3) Immediate Impressions Can Make-It or Break-It
What impression does the screener/reader get when they glance at the overall appearance of your press release?
Is it professional? Does it have a catchy headline? Or is the top of the page crowded and busy with unnecessary information and images?
Is it readable? What fonts at what size and what imagery did you choose?
Is it intuitive? Or will the reader have to search the release to find the important information? Is the contact information easy to find?
And probably most importantly, can the reader discern in 5-seconds or less what the release is about?
If immediate impressions under-whelm it may not get filed under the “g” but an unprofessional, visually unappealing release is definitely a strike against you.
4) Headlines Get You Half-Way
Even if the first impression doesn't wow them you may get a chance to redeem yourself by offering a great headline.
The headline is the most important part of the release. If you can give the screener/reader an attention grabbing, catchy, interesting headline you're half-way there.
5) Newsworthy Makes Good News
The screener/reader will try quickly to figure out if your story has information people need or would like to know. They will also try to establish how much of a potential audience there might be for that information.

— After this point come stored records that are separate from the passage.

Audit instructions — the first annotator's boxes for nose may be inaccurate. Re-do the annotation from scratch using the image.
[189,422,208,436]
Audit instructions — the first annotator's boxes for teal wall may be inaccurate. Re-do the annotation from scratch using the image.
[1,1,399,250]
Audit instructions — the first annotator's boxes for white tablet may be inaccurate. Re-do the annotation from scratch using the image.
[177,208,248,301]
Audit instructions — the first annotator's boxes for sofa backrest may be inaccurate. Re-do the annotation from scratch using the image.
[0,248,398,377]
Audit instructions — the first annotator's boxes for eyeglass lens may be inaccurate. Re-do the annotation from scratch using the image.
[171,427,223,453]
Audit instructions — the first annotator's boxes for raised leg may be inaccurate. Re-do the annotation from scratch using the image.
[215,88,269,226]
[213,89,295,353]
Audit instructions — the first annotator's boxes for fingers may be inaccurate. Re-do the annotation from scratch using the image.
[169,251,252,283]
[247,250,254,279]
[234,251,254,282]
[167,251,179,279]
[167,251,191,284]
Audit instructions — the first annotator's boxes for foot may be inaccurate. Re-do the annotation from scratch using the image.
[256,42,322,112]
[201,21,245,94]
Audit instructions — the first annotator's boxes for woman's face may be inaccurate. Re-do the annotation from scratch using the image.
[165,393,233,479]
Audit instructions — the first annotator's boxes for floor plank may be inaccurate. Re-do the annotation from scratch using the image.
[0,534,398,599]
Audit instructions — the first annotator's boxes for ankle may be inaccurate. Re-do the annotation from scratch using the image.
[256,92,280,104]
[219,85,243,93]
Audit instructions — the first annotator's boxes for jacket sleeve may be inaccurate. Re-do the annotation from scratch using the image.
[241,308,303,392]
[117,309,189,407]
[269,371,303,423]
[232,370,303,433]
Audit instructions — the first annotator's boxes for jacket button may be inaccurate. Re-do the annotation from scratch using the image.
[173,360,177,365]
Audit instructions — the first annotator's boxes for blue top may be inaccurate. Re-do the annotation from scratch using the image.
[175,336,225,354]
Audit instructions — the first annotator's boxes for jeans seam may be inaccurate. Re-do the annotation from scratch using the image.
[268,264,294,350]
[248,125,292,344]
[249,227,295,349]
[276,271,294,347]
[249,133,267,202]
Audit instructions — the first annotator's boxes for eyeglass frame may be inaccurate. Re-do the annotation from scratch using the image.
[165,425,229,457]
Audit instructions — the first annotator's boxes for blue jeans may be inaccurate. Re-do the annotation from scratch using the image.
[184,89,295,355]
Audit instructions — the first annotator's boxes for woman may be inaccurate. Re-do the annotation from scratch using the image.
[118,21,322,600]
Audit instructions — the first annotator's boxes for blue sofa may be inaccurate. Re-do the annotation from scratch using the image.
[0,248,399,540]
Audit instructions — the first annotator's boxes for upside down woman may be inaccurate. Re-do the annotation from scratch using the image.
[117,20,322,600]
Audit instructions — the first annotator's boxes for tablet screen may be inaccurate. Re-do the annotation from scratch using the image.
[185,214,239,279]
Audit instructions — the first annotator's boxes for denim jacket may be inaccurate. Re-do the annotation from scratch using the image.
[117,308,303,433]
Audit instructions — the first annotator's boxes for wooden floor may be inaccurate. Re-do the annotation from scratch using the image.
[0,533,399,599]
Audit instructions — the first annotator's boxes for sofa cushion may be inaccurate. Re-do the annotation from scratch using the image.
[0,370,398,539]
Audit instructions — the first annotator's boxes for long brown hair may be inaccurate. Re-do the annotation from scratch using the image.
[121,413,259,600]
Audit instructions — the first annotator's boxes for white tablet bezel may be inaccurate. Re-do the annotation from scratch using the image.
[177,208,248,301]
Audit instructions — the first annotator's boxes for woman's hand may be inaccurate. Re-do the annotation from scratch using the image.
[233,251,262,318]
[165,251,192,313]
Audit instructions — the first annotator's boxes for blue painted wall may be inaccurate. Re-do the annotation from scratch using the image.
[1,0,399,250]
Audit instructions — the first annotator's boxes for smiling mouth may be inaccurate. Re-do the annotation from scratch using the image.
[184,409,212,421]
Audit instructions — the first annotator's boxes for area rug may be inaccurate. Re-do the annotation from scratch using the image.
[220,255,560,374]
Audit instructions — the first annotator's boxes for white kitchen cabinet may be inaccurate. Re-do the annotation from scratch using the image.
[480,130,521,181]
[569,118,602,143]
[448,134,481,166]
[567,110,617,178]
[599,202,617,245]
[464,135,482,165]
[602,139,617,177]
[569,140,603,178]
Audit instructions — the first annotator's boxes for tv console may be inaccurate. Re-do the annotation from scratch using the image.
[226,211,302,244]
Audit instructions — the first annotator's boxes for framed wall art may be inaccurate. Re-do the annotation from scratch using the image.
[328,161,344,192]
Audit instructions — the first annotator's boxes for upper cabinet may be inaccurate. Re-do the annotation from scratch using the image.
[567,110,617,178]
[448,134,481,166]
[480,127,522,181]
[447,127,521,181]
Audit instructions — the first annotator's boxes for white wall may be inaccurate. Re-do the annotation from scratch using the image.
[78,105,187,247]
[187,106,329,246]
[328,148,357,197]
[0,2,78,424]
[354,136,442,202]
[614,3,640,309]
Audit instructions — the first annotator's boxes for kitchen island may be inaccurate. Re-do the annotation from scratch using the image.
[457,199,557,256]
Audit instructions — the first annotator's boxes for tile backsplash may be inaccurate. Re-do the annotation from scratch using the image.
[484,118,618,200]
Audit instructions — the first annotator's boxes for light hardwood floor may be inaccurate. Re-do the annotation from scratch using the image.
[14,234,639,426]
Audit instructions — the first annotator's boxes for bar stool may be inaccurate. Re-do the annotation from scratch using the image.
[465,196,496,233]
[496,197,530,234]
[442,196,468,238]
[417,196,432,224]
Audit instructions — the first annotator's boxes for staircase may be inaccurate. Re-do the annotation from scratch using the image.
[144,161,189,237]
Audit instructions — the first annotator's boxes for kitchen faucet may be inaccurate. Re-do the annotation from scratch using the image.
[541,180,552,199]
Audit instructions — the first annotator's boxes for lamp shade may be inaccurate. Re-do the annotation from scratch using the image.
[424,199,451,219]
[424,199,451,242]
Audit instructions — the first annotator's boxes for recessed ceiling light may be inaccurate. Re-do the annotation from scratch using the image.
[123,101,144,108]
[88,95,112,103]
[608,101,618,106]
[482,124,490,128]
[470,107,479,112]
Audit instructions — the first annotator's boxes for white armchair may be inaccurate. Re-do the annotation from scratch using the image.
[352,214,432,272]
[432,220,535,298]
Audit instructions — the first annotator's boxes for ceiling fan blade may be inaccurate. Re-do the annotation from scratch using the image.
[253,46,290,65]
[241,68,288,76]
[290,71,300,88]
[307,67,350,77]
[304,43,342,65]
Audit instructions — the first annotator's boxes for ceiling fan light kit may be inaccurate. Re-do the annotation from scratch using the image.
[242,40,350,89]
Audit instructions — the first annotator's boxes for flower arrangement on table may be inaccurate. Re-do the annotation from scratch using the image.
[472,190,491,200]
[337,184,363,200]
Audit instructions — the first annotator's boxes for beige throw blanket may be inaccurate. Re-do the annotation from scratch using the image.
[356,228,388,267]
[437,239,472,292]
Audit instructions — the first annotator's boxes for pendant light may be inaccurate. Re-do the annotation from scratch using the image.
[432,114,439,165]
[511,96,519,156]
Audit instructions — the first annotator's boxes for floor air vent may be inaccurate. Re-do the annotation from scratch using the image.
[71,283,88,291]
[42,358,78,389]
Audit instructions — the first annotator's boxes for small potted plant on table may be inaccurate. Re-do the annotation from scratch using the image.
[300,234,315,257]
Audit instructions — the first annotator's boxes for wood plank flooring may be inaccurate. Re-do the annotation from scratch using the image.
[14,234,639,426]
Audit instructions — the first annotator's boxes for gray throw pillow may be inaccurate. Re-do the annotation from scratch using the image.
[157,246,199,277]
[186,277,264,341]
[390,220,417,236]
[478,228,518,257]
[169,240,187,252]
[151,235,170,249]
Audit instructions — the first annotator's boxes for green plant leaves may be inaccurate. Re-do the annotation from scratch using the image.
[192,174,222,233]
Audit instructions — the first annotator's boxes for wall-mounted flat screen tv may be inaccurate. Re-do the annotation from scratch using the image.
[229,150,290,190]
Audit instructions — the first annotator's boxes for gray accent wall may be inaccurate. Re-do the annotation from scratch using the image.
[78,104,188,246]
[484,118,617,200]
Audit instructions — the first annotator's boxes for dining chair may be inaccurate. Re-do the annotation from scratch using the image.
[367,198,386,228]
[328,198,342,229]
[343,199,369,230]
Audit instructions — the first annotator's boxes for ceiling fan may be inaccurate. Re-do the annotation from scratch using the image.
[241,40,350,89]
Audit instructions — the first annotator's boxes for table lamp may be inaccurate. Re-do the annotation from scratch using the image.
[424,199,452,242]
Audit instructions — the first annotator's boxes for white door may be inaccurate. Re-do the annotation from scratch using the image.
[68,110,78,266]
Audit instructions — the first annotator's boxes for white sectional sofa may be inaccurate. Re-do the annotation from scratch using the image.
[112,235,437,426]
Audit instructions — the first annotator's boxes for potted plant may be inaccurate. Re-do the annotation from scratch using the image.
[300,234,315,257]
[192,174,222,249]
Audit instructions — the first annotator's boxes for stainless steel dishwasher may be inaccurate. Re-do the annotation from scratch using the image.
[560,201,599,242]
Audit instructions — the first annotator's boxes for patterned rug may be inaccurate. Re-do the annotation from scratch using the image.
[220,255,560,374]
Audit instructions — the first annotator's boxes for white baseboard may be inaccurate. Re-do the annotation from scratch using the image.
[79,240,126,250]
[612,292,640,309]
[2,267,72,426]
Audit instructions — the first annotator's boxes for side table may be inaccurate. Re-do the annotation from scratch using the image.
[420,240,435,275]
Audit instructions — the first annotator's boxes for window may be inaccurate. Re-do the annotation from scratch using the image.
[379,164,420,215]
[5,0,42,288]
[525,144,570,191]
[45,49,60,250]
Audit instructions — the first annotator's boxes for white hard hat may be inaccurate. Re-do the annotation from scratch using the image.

How newsworthy is your story?
6) Write for the Right Medium
Write your release for the medium(s) you are targeting. Ask yourself, “Who's going to be reading this, and what do they need to know from me?"
Savvy PR people take the time and specifically tailor a release to the medium they're targeting.
The readers of your release typically look for news story ops that have characteristics that match their medium.
- Newspapers, magazines and other print media look for the depth of the story.
- TV news wants visuals of people or something that is action oriented.
- TV/radio talk or "magazine" shows look for engaging guests to interview or topics to discuss at some length.
7) What's it “Really” About?
What is your press release really about?
Many releases are written to sell a product and talk mainly about that product or their company and offer no news value.
Don't insult the reader or waste their time. Remember, a news release is supposed to be about NEWS. It should read like a newspaper article, not a promo flyer or brochure.
If you're just looking to pat yourself on the back for some self-glorification it is fairly self evident and self-serving and usually offers little interest to journalists.
Match your release to the media (#5) then provide information that offers readers/viewers something that will keep them engaged and prevent them from changing the channel or turning the page.
You need to convince the screener that there's something in the release that will compel their readers to look at the page long enough to notice the ad to the left of the column.
If you can give them information that keeps their audiences engaged, you've got a winner.
8) Ask For It!
Just like you might ask for the sale, follow-up on your release and ask when you might expect coverage. As always, be professional and positive and remind them why your story is suitable for their medium and why it will engage and interest their audience.